Tate Grayson and Noelle Butler are radio hosts in a Dallas radio station. He talks about sports and she talks about relationships. Until one day annoyed by life and traffic they both make the mistake of calling each other’s shows and end up sharing a new show.
So far so good. Two working adults get thrown together by a business savvy boss. They don’t particularly like the new situation but are professional enough to overlook that, until ignorance becomes impossible. Add a slightly ridiculous plot twist to keep throwing them together in a more intimate fashion and you have an entertaining romance book with banter.

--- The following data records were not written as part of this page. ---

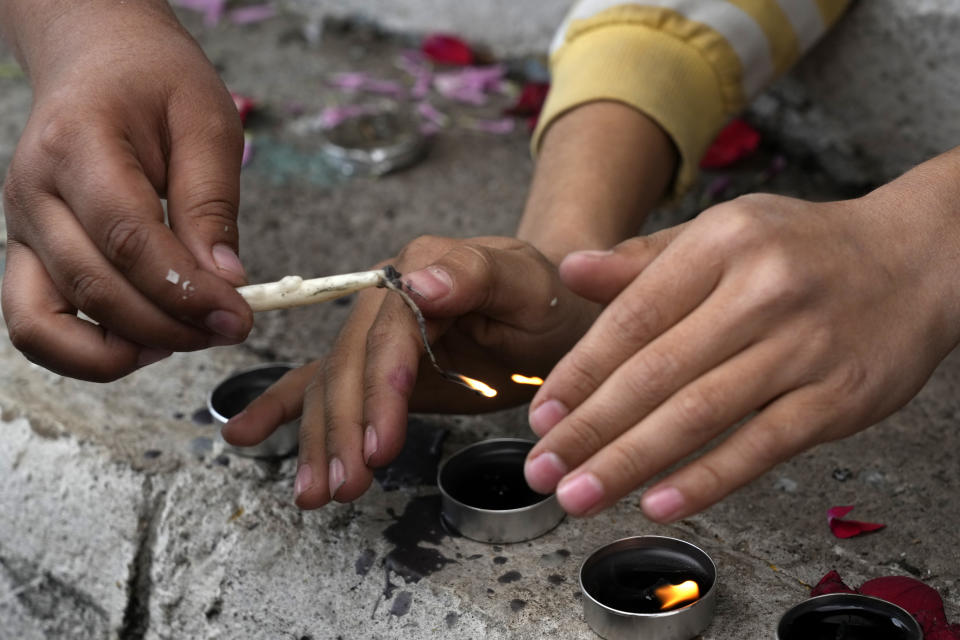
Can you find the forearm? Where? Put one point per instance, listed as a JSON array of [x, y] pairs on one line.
[[601, 168], [32, 28]]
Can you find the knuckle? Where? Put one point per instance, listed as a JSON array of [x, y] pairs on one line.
[[23, 331], [698, 408], [586, 434], [650, 377], [635, 319], [125, 240], [58, 136], [581, 373], [628, 462], [736, 226], [89, 290]]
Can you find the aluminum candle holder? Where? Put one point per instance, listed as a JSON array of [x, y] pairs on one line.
[[232, 396], [847, 616], [648, 588], [485, 497]]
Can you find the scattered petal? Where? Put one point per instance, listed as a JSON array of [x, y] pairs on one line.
[[356, 81], [253, 13], [920, 600], [432, 115], [500, 127], [530, 101], [471, 85], [848, 528], [447, 49], [736, 141]]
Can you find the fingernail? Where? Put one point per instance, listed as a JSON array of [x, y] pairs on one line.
[[544, 472], [369, 443], [338, 476], [431, 283], [227, 260], [547, 415], [581, 494], [304, 480], [150, 356], [663, 504], [227, 324]]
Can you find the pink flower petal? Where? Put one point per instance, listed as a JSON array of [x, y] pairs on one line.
[[848, 528], [447, 49], [830, 583]]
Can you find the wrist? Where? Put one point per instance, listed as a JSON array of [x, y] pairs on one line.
[[602, 167], [46, 35]]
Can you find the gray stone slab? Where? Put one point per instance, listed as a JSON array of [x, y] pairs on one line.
[[114, 526]]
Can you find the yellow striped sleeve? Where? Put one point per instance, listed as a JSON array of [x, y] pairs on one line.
[[687, 64]]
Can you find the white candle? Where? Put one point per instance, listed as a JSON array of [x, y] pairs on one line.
[[294, 291]]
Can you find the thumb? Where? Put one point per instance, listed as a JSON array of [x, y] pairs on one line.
[[203, 185], [601, 275]]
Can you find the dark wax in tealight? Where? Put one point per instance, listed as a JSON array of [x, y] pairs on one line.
[[626, 580], [846, 623], [492, 480]]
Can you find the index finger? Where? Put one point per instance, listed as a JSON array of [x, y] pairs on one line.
[[121, 212]]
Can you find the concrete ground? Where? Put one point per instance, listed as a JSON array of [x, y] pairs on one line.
[[122, 519]]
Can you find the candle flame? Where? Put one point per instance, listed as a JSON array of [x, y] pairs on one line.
[[671, 595], [480, 387]]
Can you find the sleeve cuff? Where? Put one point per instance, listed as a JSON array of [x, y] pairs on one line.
[[662, 76]]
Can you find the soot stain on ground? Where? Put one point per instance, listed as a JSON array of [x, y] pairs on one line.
[[418, 461], [419, 523], [365, 562], [401, 605], [509, 576]]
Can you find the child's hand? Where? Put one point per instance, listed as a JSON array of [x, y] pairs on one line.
[[126, 110], [494, 306], [821, 318]]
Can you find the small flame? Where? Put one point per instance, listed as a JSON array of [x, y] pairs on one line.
[[519, 379], [673, 594], [480, 387]]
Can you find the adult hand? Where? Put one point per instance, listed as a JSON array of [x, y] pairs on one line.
[[494, 306], [126, 110], [810, 321]]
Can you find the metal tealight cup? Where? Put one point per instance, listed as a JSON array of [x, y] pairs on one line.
[[848, 615], [232, 396], [609, 579], [485, 497]]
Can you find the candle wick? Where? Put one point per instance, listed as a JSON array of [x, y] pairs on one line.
[[392, 281]]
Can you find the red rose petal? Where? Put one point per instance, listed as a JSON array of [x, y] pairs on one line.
[[848, 528], [916, 598], [830, 583], [737, 140], [447, 49]]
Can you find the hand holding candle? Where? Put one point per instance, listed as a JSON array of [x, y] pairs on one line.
[[493, 307]]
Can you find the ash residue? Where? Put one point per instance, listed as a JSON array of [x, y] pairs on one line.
[[418, 461], [419, 523]]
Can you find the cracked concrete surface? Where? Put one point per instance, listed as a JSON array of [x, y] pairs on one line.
[[122, 519]]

I liked and then I didn’t.
The turn started when Tate’s rich family connection was revealed. I’m not a fan of the millionaire/billionaire fantasy, but I was willing to tolerate it because Tate’s money was beside the point. Focus wasn’t on Tate buying things for Noelle; the story was about facing his fears and overcoming them. And what is a romantic fantasy without a helicopter ride thrown in.
I even relished the dash of melodrama in the form of Noelle’s dead parents. I too would have made that call and reacted as Noelle did after. Apart from going to an American college and getting therapy. I’m too Finnish for that and Noelle is a much healthier woman.

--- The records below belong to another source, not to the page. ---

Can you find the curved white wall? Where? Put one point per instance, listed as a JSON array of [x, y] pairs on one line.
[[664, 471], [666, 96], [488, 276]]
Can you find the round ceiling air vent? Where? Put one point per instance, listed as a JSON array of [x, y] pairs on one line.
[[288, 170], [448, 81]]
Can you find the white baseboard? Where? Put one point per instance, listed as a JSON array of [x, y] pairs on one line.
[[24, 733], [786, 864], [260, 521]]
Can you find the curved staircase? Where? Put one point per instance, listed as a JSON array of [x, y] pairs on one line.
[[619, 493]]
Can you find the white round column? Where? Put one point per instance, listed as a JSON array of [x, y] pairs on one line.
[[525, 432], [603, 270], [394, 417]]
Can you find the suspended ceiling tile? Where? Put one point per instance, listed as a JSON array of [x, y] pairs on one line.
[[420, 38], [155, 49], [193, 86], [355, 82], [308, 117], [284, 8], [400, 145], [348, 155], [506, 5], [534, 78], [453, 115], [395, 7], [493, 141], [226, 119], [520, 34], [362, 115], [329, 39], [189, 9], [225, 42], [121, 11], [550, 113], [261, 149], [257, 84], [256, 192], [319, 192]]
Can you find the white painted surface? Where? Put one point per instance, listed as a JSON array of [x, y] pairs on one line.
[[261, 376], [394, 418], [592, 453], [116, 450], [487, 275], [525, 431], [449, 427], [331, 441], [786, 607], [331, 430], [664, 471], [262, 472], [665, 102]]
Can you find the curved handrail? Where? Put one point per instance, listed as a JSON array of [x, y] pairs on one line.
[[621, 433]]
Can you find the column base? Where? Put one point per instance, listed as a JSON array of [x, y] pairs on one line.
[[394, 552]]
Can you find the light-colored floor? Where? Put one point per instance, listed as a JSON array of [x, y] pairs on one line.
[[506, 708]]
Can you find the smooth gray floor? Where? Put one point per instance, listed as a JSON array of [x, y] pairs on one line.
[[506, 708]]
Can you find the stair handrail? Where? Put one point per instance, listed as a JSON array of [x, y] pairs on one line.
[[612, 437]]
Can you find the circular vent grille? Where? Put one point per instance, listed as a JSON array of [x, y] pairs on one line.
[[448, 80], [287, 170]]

Then we got to the sex and I cringed. I ticked off the three most offensive words used in bad smut writing—core, centre, her sex—and suffered through the rest of the descriptions. The more Wesley tried, the less sexier it felt. And because I couldn’t enjoy the smut, I rushed through the plot.
Which is how the ending ruined what was left of a good book. View Spoiler » Noelle and Tate break up when she confesses she loves him and he’s unable to reciprocate. Instead he urges her to get that new job in Chicago. When Noelle is wrapping up her last show, Tate calls in confessing his love and telling her that by the way he bought the radio station they work in and another so she doesn’t have to move towns for a bigger audience. « Hide Spoiler
I’m not sure which I found more offensive: the public gesture or the money fixes all attitude.
Final Assessment: If category romances about millionaire heroes are your thing, this is the book for you. It wasn’t for me. D.